A 2018 Global Climate Action Summit report outlines that technology has the potential to reduce 70 per cent of emissions and 50 per cent of this could be delivered by 2030 through diffusion of existing technology. It is not just the climate challenge technology is helping, it is helping to tackle illegal fishing, increase the traceability of materials, and enabling better management of forests using satellite imagery and on-the-ground sensors.
The Global Climate Action Summit report indicates we are only beginning to see the benefits from years of investment in clean technologies.
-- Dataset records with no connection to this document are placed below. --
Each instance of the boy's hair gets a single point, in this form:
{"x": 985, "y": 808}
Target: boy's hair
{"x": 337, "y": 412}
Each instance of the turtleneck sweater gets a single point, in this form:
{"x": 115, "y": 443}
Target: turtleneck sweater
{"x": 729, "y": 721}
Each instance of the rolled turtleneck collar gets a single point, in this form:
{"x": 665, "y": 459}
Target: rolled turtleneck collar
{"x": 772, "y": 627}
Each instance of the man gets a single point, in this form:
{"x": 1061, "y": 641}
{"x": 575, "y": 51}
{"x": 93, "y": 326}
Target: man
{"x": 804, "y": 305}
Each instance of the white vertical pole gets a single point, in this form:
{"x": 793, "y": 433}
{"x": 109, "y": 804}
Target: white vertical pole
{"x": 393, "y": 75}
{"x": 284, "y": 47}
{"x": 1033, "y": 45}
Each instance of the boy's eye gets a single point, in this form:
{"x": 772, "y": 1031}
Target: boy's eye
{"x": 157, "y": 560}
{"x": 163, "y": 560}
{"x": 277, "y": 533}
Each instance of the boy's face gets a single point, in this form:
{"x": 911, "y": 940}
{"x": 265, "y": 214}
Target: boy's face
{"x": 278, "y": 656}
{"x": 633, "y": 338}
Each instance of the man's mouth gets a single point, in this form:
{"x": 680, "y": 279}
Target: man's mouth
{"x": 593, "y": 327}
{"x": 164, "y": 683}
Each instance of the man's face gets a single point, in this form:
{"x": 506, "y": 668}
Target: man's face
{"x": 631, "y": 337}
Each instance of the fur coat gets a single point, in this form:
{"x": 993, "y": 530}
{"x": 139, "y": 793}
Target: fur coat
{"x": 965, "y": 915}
For example, a 23 per cent rise in solar power between now and 2030 – roughly half the rate at which it is growing currently – will translate to a 50 per cent reduction in CO2 emissions from electricity generation.
The circular economy, which designs products in a way that enables them to be reused rather than thrown away, is entering the business mainstream. Currently only 9 per cent of the global economy is circular, but there is huge potential to do more. A recent World Economic Forum report found that we lose $62 billion in landfill annually, three times the value of all the silver produced in a single year. New business models, such as the sharing economy, may mean we don’t need to own as much stuff as we did in the past. Some products can become services, so we pay for their use, but at the end of their life they can be taken back for recycling.
As originally seen in ‘The Responsible Business’ report published by Raconteur in The Times on 31st May, 2019.